Por David Agüera

Hay ciudades que se entienden desde abajo, caminándolas. Y otras, como La Habana, que exigen también ser vistas desde arriba, con esa mezcla de distancia y cercanía que transforma lo cotidiano en cuadro, lo urbano en poesía. Frente al Paseo del Prado, arteria elegante y palpitante que separa Centro Habana del alma colonial, tres hoteles guardan no solo historia y lujo, sino también una de las experiencias más bellas que ofrece la capital cubana: mirar La Habana desde sus alturas mientras el Prado se despliega como una serpiente noble, orgullosa y llena de memoria.

Desde las alturas del Royalton Habana, la ciudad se siente nueva, incluso futurista. Con su arquitectura contemporánea y líneas limpias, este hotel es un faro de modernidad frente al Malecón. Pero más allá de sus comodidades, su joya es la vista. Desde su rooftop o sus habitaciones superiores, el Paseo del Prado se abre como un poema urbano: el mármol de su paseo central, los árboles que lo flanquean como columnas verdes, y más allá, los tejados antiguos que todavía resisten al tiempo.

Aquí, el viajero toma un café o un mojito mientras observa el vaivén habanero: los niños que juegan, los novios que pasean tomados de la mano, el fluir de una ciudad que no necesita vestirse de gala para ser hermosa.
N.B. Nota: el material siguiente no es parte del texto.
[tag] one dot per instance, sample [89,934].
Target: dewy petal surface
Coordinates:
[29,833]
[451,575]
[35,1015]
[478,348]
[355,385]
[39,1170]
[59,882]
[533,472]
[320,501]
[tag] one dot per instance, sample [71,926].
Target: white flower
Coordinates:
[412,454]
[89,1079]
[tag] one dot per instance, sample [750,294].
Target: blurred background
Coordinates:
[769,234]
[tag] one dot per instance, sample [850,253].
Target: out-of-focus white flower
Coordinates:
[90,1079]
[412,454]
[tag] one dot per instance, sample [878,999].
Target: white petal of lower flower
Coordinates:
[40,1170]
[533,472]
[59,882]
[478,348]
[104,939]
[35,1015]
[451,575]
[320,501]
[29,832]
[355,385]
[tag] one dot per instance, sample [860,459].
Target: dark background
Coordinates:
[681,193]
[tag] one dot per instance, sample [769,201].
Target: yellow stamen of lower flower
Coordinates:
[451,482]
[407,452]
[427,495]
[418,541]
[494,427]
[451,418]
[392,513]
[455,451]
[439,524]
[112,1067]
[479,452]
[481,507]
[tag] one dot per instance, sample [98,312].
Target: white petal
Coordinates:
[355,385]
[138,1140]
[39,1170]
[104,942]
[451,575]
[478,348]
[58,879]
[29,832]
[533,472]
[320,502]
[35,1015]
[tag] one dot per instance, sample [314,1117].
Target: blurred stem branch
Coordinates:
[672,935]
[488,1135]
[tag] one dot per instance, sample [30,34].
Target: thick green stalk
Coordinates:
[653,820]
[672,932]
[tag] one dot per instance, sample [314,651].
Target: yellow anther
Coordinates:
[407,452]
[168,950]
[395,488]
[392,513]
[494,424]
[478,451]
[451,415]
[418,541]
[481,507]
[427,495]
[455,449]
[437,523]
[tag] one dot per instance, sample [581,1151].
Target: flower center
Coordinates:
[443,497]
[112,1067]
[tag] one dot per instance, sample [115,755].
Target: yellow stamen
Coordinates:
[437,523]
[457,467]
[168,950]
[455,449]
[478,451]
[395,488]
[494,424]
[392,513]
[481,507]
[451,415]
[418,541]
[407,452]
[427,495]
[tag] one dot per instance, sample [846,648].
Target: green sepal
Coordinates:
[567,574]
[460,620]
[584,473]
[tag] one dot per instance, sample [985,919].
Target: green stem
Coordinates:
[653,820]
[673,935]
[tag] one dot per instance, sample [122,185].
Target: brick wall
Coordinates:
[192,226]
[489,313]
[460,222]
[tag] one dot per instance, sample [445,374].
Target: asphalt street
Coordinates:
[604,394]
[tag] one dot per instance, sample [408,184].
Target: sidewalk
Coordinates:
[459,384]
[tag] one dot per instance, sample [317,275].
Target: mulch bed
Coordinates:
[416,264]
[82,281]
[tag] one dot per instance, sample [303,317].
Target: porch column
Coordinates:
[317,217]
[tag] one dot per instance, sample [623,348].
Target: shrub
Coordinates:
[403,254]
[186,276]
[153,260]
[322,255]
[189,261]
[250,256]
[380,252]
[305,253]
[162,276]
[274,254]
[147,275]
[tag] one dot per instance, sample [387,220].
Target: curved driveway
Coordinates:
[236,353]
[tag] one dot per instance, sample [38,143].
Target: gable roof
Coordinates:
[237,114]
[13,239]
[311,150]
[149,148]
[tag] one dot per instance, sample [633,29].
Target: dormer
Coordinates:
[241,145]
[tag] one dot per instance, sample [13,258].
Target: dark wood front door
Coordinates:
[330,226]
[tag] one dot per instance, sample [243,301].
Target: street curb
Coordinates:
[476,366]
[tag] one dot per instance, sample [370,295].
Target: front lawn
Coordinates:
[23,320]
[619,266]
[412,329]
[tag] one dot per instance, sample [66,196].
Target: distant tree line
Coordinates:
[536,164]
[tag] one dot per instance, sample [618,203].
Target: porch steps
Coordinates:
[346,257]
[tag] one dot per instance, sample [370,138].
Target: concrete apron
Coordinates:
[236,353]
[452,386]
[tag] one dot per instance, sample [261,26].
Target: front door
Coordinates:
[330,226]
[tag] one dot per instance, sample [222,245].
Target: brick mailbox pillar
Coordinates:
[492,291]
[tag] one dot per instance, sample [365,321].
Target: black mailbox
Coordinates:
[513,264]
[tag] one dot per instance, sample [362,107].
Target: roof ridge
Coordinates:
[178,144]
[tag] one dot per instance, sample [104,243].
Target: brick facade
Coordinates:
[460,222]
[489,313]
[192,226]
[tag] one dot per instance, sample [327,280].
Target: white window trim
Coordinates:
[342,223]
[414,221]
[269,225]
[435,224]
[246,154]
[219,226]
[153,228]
Desde el Royalton, el Prado no es solo una calle: es una pasarela donde desfilan la historia, la música, el sudor del pueblo y el perfume eterno de la nostalgia cubana.

Si el Royalton es modernidad, el Mystique Regis Habana by Royalton es herencia. Restaurado con mimo en un edificio de principios del siglo XX, este hotel boutique evoca aquella Habana aristocrática que convivía con el arte popular y la bohemia. Las vistas desde sus balcones y su terraza son más cercanas, más íntimas: uno casi puede tocar los faroles del Paseo del Prado, escuchar a los vendedores de maní con sus cantos agudos, oler el tabaco recién encendido en una esquina.

Aquí, cada atardecer sobre el Prado parece detenido en el tiempo. Las sombras de los árboles se alargan como las notas de un danzón que se desliza desde algún balcón abierto. Es el lugar perfecto para leer a Lezama Lima o simplemente cerrar los ojos y dejar que el alma se mezcle con el aire tibio de La Habana.

Y si hay un mirador donde La Habana revela su rostro más auténtico, es la terraza del Hotel Inglaterra. El más antiguo de Cuba, inaugurado en 1875, este hotel es una leyenda en sí mismo. En su terraza del último piso, donde alguna vez cantó Benny Moré y donde todavía suena el son, la vista es simplemente insuperable: el Prado de un lado, el Parque Central al otro, el Gran Teatro Alicia Alonso, y más allá, el Capitolio.

Desde aquí, La Habana es una melodía de arquitectura y carácter. El viajero se sienta con un daiquirí y escucha música en vivo mientras el sol se derrama sobre las fachadas coloniales. Es fácil imaginar a Martí caminando por el Prado, a Carpentier escribiendo sobre el barroco real maravilloso, a Bola de Nieve arrancando notas a un piano invisible.

Aquí, mirar es también recordar, sentir, imaginar. Porque el Hotel Inglaterra no solo ofrece una vista: ofrece una escena de teatro viva, donde cada balcón es un personaje, cada sombra una historia.

El Paseo del Prado, con sus leones de bronce y su rumor de siglos, es uno de los grandes símbolos de La Habana. Pero para entenderlo en toda su dimensión, hay que elevarse, mirar con ojos abiertos y corazón dispuesto desde lo alto de estos hoteles que, más que alojamientos, son miradores del alma cubana.

En el Royalton, el presente y el porvenir; en el Mystique, la Habana escondida y elegante; y en el Inglaterra, la Habana de siempre, con su música, su historia y su fuerza vital. Tres perspectivas distintas de un mismo poema urbano que se llama Prado, pero que podría llamarse también resistencia, belleza, identidad.

Porque quien ha visto caer el sol sobre el Paseo del Prado desde cualquiera de estas terrazas, ya ha visto a La Habana desnuda y completa, como un bolero, como una vieja fotografía que nunca pierde su luz.